VNs can join and leave the network permissionlessly (within limits - we add measures to prevent Sybil attacks and maintain a level of computational stability), but in turn need to be prepared to handle instructions for any contract in the network; this is a trade-off in the consensus algorithm design that I feel is well worth the benefits.
It should then be fairly obvious that if VNs are reaching consensus on small bits of state rather than information related to specific contracts, inter-contract interactions just work (TM).
What does this mean?
Well firstly, it means that Tari gets a better DAN.
What’s also quite interesting is if we couple the Cerberus Layer 2 to our Mimblewimble base layer as in the original DAN design, we actually gain several advantages over a pure proof-of-stake system (like Radix) that I’ll talk about in a future post.

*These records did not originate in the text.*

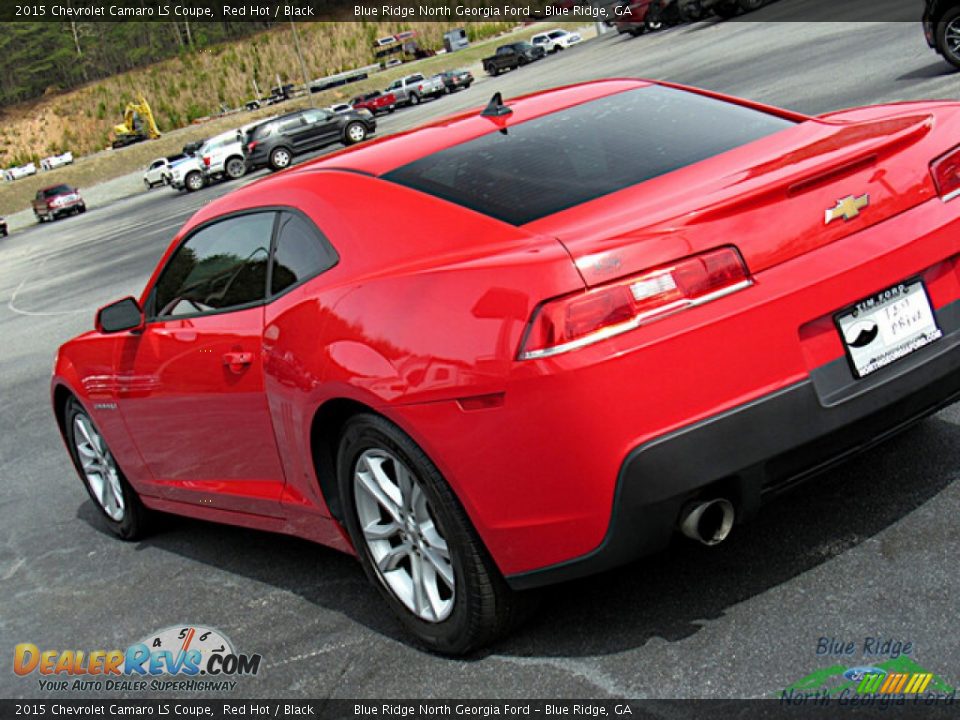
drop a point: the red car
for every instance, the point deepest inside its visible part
(375, 102)
(571, 346)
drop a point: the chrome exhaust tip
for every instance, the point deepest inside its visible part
(708, 522)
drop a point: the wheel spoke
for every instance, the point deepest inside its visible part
(406, 485)
(99, 468)
(392, 557)
(440, 565)
(380, 530)
(397, 524)
(434, 540)
(377, 492)
(420, 596)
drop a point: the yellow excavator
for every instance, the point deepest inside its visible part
(138, 124)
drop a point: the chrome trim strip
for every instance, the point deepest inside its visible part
(637, 321)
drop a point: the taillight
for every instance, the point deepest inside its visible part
(946, 174)
(581, 319)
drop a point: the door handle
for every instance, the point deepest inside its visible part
(237, 362)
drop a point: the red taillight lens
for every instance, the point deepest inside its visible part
(584, 318)
(946, 174)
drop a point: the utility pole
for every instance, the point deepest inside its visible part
(303, 65)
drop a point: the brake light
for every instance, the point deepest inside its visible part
(581, 319)
(946, 174)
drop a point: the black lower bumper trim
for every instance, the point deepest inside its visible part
(763, 446)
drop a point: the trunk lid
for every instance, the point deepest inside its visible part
(769, 198)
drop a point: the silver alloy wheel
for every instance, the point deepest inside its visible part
(409, 554)
(951, 37)
(99, 468)
(281, 158)
(235, 168)
(356, 133)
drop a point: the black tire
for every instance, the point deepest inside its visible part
(653, 21)
(727, 9)
(193, 181)
(951, 17)
(135, 521)
(280, 158)
(235, 168)
(483, 608)
(354, 133)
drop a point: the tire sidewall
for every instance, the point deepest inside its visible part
(130, 526)
(231, 163)
(941, 31)
(346, 133)
(273, 164)
(366, 432)
(188, 181)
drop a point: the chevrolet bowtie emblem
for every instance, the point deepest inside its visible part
(846, 208)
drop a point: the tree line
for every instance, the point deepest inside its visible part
(37, 57)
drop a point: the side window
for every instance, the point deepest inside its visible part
(315, 116)
(294, 123)
(301, 253)
(222, 266)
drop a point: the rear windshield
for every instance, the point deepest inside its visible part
(569, 157)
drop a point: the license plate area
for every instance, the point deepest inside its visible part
(888, 326)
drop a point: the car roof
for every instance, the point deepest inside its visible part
(380, 156)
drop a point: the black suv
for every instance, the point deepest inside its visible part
(941, 25)
(275, 143)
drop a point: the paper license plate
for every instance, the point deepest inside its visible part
(890, 325)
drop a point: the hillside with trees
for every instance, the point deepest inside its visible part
(64, 85)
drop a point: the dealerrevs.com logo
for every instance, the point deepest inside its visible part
(178, 658)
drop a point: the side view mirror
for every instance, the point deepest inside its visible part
(121, 315)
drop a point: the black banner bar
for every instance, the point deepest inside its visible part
(464, 11)
(885, 706)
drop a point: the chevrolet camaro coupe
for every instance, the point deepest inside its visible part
(576, 341)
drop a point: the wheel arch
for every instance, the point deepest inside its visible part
(325, 430)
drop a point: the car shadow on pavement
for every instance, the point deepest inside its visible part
(666, 596)
(671, 594)
(934, 69)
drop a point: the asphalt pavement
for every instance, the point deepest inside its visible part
(866, 551)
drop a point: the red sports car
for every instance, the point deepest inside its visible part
(576, 340)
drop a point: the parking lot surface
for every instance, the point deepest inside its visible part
(866, 551)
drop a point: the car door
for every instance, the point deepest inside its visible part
(322, 126)
(191, 386)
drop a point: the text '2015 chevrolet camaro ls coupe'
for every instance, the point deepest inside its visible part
(602, 314)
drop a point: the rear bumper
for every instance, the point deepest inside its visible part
(792, 435)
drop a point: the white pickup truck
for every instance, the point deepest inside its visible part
(412, 89)
(55, 161)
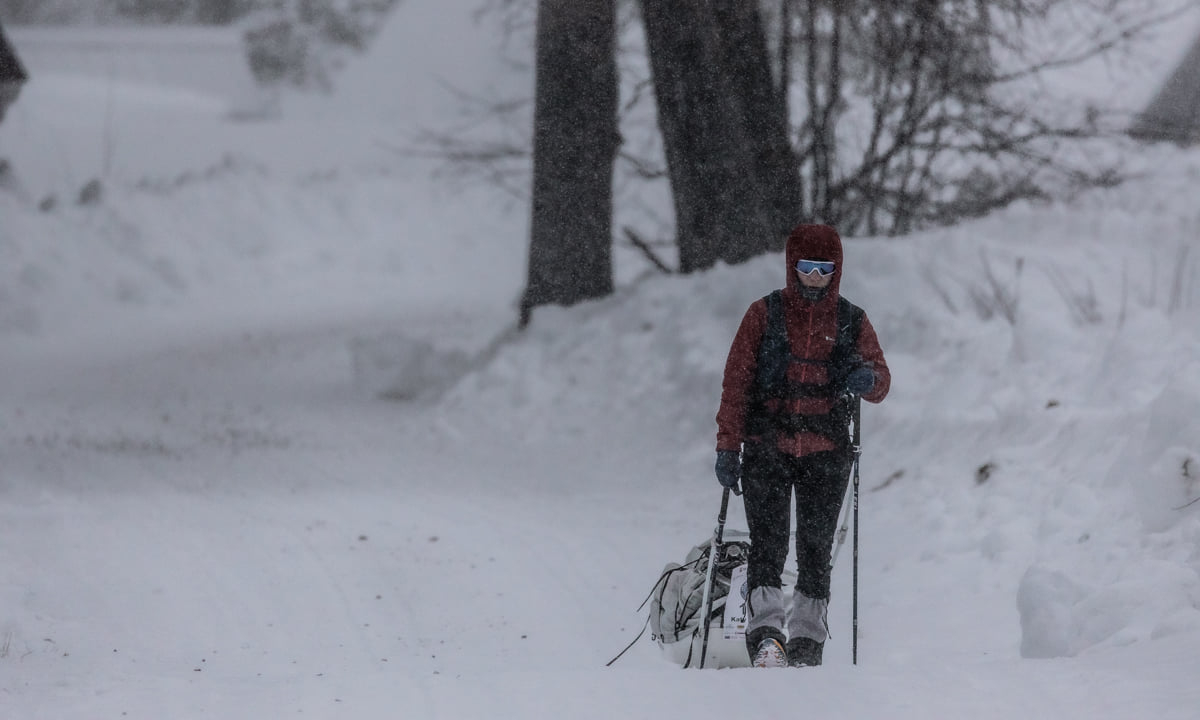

It also means that there are implications on the development timeline for the DAN. Interestingly, the core maintainers have done an assessment and concluded that overall, we don’t lose too much: we’ve gone back a step or two, but now have an easier road to DAN v1.0.
There are also some implications for a mainnet release. The broad consensus among the core developers is that we should launch the base layer without a fully functional DAN, and bring the DAN online in a smooth and orderly fashion.
There will be a community discussion on this topic on the Tari Discord on 2022-09-26 at 09:00 UTC. So make sure you don’t miss it!